The justice system in most countries, including China, is based on the principle that defendants are innocent until proven guilty. But the harsh reality is that some crimes, namely sex offenses, carry stigmas that are impossible to shake irrespective of an individual's innocence. Being named and shamed in the digital age compounds torment not just for the accused, but often also the victim.
Deans, department heads and professors at Peking University (PKU), one of China's most prestigious universities, have been accused of giving out degrees to campus restaurant waitresses in exchange for sex. The accusation was made by Zou Hengfu, a former PKU economics professor, who claimed in a post on Tuesday on his Sina Weibo microblog that academics "fornicate with any pretty waitress they see."
Casual sex is rampant, declared Zou to his more than 120,000 followers, hastening to add that what was taking place wasn't rape since both parties were consensual.
As shocking as these accusations are, it's worth remembering they are exactly that - accusations from one person, no less. No waitress has come forward confirming the claims, which have been denied by PKU's administration.
Weibo has exposed some of the country's biggest scandals in its three-year history, ranging from the Guo Meimei Red Cross controversy to adulterous government officials. Weibo's ability to lend a megaphone to whistleblowers is arguably one of the greatest appeals to its more than 300 million users.

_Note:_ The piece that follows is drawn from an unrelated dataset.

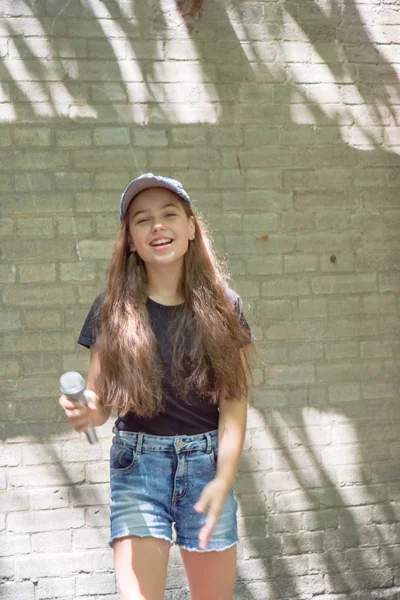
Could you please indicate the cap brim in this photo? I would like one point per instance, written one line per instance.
(140, 185)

But it's also a harrowing hall of mirrors, a rumor mill where separating fact from fiction is a daily challenge. The fact Zou was fired by PKU and left on bitter terms should warrant his swipe being treated with a grain of salt.
WikiLeaks founder Julian Assange and former International Monetary Fund chief Dominique Strauss-Kahn have both had their reputations tarnished as accused sex criminals. The former has thus far evaded trial and the latter was cleared of rape, but much of the mud slung by the media and their accusers is likely to stick for years to come, if not indefinitely.
The higher accused sex criminals are, the harder they fall, even if they are cleared. And there are few places higher in Chinese educational circles than senior academics at PKU.
Stinging public criticism, sometimes directed at the alleged victims, can often be enough to deliver the knockout blow to those targeted. China's 500 million Web users have also proven themselves at times to be vengeful vigilantes, with human flesh searches among the weapons in their arsenal.
Zou's claims might be the tip of the iceberg of a serious story that could lead to the justified upheaval of PKU's hierarchy. If true, the actions of those responsible should anger every graduate of the university who has seen their alma mater's reputation tarnished.
Then again, it could be another rumor churned out on Weibo. Only last week, a woman from Northeast China's Liaoning Province admitted she lied in a Weibo post about being drugged and raped by police,
Sometimes it's easy for users of arguably the most influential force in Chinese society - the Internet - to forget the burden of proof rests with the accuser, not their target.